Communication and documentation

Cards (19)

  • What are the learning objectives mentioned in the notes?
    Key principles of good record keeping, when documentation goes wrong, tools for record keeping
  • How is communication defined according to Ali (2017)?
    Imparting or exchanging information, thoughts, or ideas using speech, writing, or other mediums
  • What is one purpose of communication?
    To convey information
  • What are the types of communication listed in the notes?
    Verbal, non-verbal, written, visual
  • Why is good record keeping vital in nursing?

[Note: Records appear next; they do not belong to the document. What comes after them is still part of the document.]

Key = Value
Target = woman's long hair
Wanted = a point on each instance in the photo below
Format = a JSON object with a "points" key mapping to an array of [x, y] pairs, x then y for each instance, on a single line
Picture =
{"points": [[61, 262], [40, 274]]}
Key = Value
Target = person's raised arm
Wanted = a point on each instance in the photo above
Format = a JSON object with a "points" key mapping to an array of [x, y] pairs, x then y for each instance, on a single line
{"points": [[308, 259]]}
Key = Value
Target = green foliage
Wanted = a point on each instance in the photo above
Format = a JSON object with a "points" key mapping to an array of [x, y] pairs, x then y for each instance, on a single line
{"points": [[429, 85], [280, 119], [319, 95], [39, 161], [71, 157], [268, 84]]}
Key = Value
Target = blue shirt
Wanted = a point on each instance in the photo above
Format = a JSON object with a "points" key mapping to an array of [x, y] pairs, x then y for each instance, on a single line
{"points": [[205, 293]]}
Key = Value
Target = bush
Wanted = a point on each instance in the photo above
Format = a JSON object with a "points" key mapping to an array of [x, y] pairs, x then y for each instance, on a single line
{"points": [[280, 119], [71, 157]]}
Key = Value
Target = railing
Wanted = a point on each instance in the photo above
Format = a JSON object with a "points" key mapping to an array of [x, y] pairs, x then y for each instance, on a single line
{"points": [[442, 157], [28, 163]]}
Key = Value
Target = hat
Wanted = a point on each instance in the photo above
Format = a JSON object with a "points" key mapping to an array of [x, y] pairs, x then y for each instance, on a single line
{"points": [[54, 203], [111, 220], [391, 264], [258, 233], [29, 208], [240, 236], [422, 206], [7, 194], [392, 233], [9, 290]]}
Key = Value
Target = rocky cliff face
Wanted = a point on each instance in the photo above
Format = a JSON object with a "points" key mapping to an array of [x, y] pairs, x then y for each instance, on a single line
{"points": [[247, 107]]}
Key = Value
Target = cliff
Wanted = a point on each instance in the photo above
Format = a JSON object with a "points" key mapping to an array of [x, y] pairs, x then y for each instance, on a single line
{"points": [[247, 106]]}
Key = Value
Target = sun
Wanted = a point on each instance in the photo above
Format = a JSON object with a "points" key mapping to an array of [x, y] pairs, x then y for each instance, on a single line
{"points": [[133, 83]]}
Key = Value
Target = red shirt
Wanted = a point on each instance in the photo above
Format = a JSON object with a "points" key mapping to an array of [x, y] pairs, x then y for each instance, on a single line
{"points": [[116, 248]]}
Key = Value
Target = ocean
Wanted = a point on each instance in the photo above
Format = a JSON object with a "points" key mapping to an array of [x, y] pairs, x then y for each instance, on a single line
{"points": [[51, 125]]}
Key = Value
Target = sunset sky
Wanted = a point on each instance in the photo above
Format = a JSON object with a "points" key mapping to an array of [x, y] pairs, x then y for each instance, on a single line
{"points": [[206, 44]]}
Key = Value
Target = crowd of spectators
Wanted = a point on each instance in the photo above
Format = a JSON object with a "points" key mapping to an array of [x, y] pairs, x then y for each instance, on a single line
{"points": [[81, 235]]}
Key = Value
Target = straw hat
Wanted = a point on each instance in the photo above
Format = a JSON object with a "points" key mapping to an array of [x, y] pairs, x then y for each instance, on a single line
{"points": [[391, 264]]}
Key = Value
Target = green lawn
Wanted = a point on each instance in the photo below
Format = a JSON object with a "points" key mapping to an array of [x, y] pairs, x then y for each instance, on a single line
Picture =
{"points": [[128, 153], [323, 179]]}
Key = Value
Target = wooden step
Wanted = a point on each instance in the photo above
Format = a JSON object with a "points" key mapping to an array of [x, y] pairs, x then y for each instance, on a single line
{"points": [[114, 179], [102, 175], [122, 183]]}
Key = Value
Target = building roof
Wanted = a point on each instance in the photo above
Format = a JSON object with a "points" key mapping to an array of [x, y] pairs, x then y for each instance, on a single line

    It promotes safety and continuity of care for patients
  • What must nursing staff be clear about regarding record keeping?
    Their responsibilities for record keeping in whatever format records are kept
  • What are the key principles for good record keeping?
    • Records should be kept at the time or as soon as possible after the event
    • Records must be signed, timed, and dated
    • If digital, must be traceable to the person providing care
    • Must be completed correctly
    • Avoid jargon and speculation
    • If altering is needed, original entry must be visible
    • Be up to date on electronic systems
    • Security and confidentiality must be maintained
    • Records must be stored securely
  • Why is record keeping important in nursing?
    It validates care given and maintains patient safety
  • What should not be included in record keeping?
    • Personal judgments or opinions
    • Assumptions mistaken as facts
    • Unnecessary information
    • Breaches of patient confidentiality
  • What could happen if record keeping goes wrong?
    You could be asked to give evidence in court based on your notes
  • What is one of the top reasons for nurses being removed from the NMC register?
    Substandard record keeping
  • What should you remember about documentation?
    If it is not recorded, it didn’t happen
  • What does poor documentation represent?
    It represents you and will be scrutinized
  • How should you write patient notes?
    • Use a standardized form
    • Find a system that works for you
    • Schedule patient notes into your day
    • Document as it happens
  • What tools can be used for record keeping?
    • SBAR (Situation, Background, Assessment/Action, Response/Recommendations)
    • ABCDEF (Airway, Breathing, Circulation, Disability, Exposure, Fluids, Family/Social)
    • The nursing process (Assessment, Planning, Implementation, Evaluation)
    • Systems (CVS, CNS, RESP, RENAL, LIVER, GI, SKIN, MUSCULOSKELETAL, ENDOCRINE, IMMUNE, REPRODUCTIVE)
  • What does the 'D' in ABCDEF stand for?
    Disability
  • What does the 'E' in ABCDEF stand for?
    Exposure
  • What does AVPU stand for in the context of disability assessment?
    Alert, Verbal, Pain, Unresponsive
  • What is the purpose of a head-to-toe assessment?